But what does gun violence look like in Brampton?
According to Peel Regional Police’s 2016 Annual Report, there were 54 occurrences where a firearm was discharged in Brampton and Mississauga in 2016, a 25.6 per cent increase from 2015, when there were 43 occurrences.
Even more disturbing are the number of shooting victims and the estimated number of rounds fired in 2016 and 2015:
(Graphic courtesy of Peel Regional Police)
According to Peel police, there were 38 shooting victims in 2016, a 58.3 per cent increase since 2015, and 271 estimated rounds fired in 2016, up a disturbing 100.7 per cent since 2015.
Cracking down on gun violence is without a doubt a necessary action.

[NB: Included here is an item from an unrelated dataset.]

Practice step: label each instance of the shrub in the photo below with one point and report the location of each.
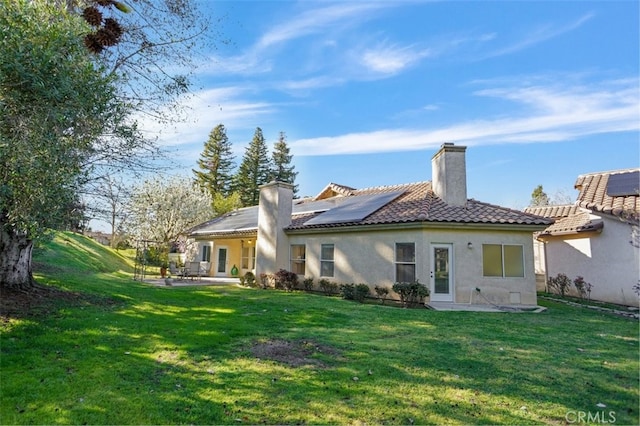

“Too many young people have been killed and too many communities have been marred by gun crime and gun violence,” said Ralph Goodale, Minister of Public Safety and Emergency Preparedness in a recent statement. “It doesn’t have to be this way. By working together, we can make our communities safer through greater enforcement, collaboration and prevention.”
Gun and gang violence are intertwined, according to Public Safety and Emergency Preparedness Canada. In fact, gang-related homicides involve firearms at a much higher rate of 76 per cent than non-gang related homicides, which sit at 20 per cent.
From 2012-2016 alone, jurisdictions across Canada have reported a huge increase in incidents related to organized crim, including first-degree murder (up 17 per cent) and human trafficking (up 300 per cent).
Further, the Canadian government notes that “the production, trafficking and sale of illicit drugs, such as fentanyl, are often the main cause of guns and gangs violence.”
Hopefully, we’ll see a decrease in these alarming statistics on gun violence in the coming years.